Beyrouth (Liban) – Au troisième jour de l'opération américano-israélienne contre l'Iran, les bombardements massifs se poursuivent. Cette offensive se propage désormais au Liban, où Israël cible des positions du Hezbollah suite à des attaques du groupe chiite sur son territoire.
Les hostilités ont causé des pertes américaines, et l'ex-président Donald Trump a déclaré envisager une opération d'une durée de plusieurs semaines. Chaque camp affiche une ferme détermination à aller de l'avant, suscitant des inquiétudes quant à un embrasement régional.
Dans la matinée, l'armée israélienne a annoncé avoir mené des « frappes à grande échelle » sur Téhéran, tandis que l'agence iranienne Tasnim a rapporté plusieurs explosions dans la capitale. En parallèle, des cibles du Hezbollah au Liban ont également été frappées en réaction à des tirs dans l'autre sens, les premiers depuis le début de la campagne contre l'Iran.
Les journalistes de l'AFP sur le sol libanais rapportent de puissantes explosions à Beyrouth et l'exode de milliers de familles fuyant le sud du pays. Israël a indiqué avoir intercepté un missile tiré du Liban, avec d'autres projectiles tombés dans des zones désertées sans faire de victimes.
Mobilisation des forces chiites
Le Hezbollah a affirmé avoir lancé une salve de missiles et des drones en représailles à la mort d'Ali Khamenei, le guide suprême iranien, tué lors des premières frappes. Cette déclaration a été condamnée par le Premier ministre libanais, Nawaf Salam, qui a jugé ces actions « irresponsables » et explicites pour Israël.
De son côté, Trump a tenté de justifier cette guerre, signalant que les États-Unis se préparaient pour une opération de quatre à cinq semaines, tout en gardant un silence sur ses préférences pour le leadership iranien. Dans un message vidéo, il a exhorté les Gardiens de la révolution à déposer les armes ou à faire face à une rétribution sévère.
Le ministre américain de la Défense, Pete Hegseth, doit s'exprimer pour la première fois depuis le début du conflit.
Frappes de représailles et tensions géopolitiques
Le Pentagone a confirmé avoir démantelé le quartier général des Gardiens de la Révolution, tandis que l'armée israélienne a par ailleurs affirmé avoir « décapité le serpent » iraniens. En réponse, l'Iran a lancé des frappes de représailles touchant des cibles en Israël et dans plusieurs pays voisins, ayant causé au moins neuf morts à ce jour.

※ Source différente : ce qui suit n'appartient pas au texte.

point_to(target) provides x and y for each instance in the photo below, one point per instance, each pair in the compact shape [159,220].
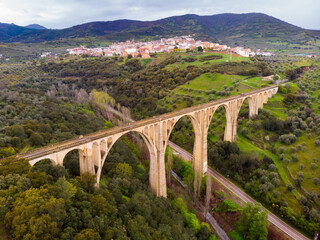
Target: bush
[288,139]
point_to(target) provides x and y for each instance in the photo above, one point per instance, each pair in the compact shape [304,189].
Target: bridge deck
[39,152]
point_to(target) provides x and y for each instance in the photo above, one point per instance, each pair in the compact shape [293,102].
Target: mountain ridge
[247,29]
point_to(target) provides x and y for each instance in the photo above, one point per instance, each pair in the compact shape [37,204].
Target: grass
[209,81]
[197,56]
[246,146]
[305,158]
[253,82]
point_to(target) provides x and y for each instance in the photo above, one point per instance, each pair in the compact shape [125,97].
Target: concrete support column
[157,175]
[97,160]
[254,110]
[86,160]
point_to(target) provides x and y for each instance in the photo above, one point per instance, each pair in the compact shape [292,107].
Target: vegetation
[42,102]
[38,203]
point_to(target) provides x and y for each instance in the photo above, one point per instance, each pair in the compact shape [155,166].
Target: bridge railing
[129,126]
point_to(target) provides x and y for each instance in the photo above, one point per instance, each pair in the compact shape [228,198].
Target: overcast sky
[67,13]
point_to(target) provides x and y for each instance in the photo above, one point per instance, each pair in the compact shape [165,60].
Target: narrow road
[242,195]
[221,233]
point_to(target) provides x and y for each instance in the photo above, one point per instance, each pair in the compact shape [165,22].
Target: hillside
[35,26]
[253,30]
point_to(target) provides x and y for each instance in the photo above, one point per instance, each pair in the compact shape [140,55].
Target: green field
[198,63]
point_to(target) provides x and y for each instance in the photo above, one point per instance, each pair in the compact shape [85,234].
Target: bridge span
[155,131]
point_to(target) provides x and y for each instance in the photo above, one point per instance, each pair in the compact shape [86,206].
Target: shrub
[290,187]
[288,138]
[294,158]
[282,149]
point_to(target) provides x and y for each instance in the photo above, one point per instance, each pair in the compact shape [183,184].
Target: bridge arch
[229,120]
[52,161]
[35,161]
[108,143]
[169,125]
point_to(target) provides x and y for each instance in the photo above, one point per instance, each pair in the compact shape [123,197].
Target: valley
[275,158]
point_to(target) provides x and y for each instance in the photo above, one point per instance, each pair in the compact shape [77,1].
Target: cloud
[66,13]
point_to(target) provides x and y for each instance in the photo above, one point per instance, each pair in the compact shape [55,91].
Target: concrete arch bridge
[155,131]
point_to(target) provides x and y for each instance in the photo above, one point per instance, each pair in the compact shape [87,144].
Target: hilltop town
[143,49]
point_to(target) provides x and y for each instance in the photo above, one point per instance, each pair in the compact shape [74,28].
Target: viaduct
[155,131]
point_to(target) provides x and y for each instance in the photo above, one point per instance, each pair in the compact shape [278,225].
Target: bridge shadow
[128,157]
[49,167]
[71,162]
[183,135]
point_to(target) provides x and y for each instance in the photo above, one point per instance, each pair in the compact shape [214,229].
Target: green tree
[87,234]
[123,170]
[36,139]
[253,223]
[36,214]
[13,165]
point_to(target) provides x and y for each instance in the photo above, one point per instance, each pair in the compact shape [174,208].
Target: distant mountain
[254,30]
[8,31]
[35,26]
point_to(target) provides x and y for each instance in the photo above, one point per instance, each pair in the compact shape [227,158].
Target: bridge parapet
[155,131]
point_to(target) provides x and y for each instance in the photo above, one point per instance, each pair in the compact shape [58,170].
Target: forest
[44,102]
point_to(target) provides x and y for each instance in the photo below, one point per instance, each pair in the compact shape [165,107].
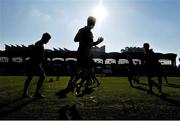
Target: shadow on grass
[15,105]
[161,96]
[69,113]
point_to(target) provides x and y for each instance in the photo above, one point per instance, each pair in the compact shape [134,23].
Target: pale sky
[125,23]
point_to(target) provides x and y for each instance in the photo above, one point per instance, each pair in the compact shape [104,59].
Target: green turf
[114,99]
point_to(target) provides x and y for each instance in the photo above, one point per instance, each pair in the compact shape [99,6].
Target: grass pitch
[114,99]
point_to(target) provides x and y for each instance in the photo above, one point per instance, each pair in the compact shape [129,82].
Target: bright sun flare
[99,13]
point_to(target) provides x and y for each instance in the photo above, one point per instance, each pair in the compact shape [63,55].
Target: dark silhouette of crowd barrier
[60,62]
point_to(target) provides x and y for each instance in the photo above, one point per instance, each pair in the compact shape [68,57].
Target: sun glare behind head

L'annonce de la mort de Khamenei a amené des milliers de partisans à Téhéran, certains exprimant leur colère contre l'Occident, tandis que d'autres célébraient. Une habitante de la ville a commenté : « Il n'y a aucune réforme possible sans intervention étrangère. »
Le président iranien, Massoud Pezeshkian, a affirmé que venger la mort de Khamenei était un droit « légitime », tandis que ministre des Affaires étrangères a indiqué que l'Iran ne mettrait aucune limite à sa défense.
Les répercussions de cette situation se ressentent au-delà du Golfe, avec des tensions qui s'intensifient également en Irak, où des affrontements ont eu lieu près de l'ambassade des États-Unis, et des missiles interceptés par les forces en Jordanie.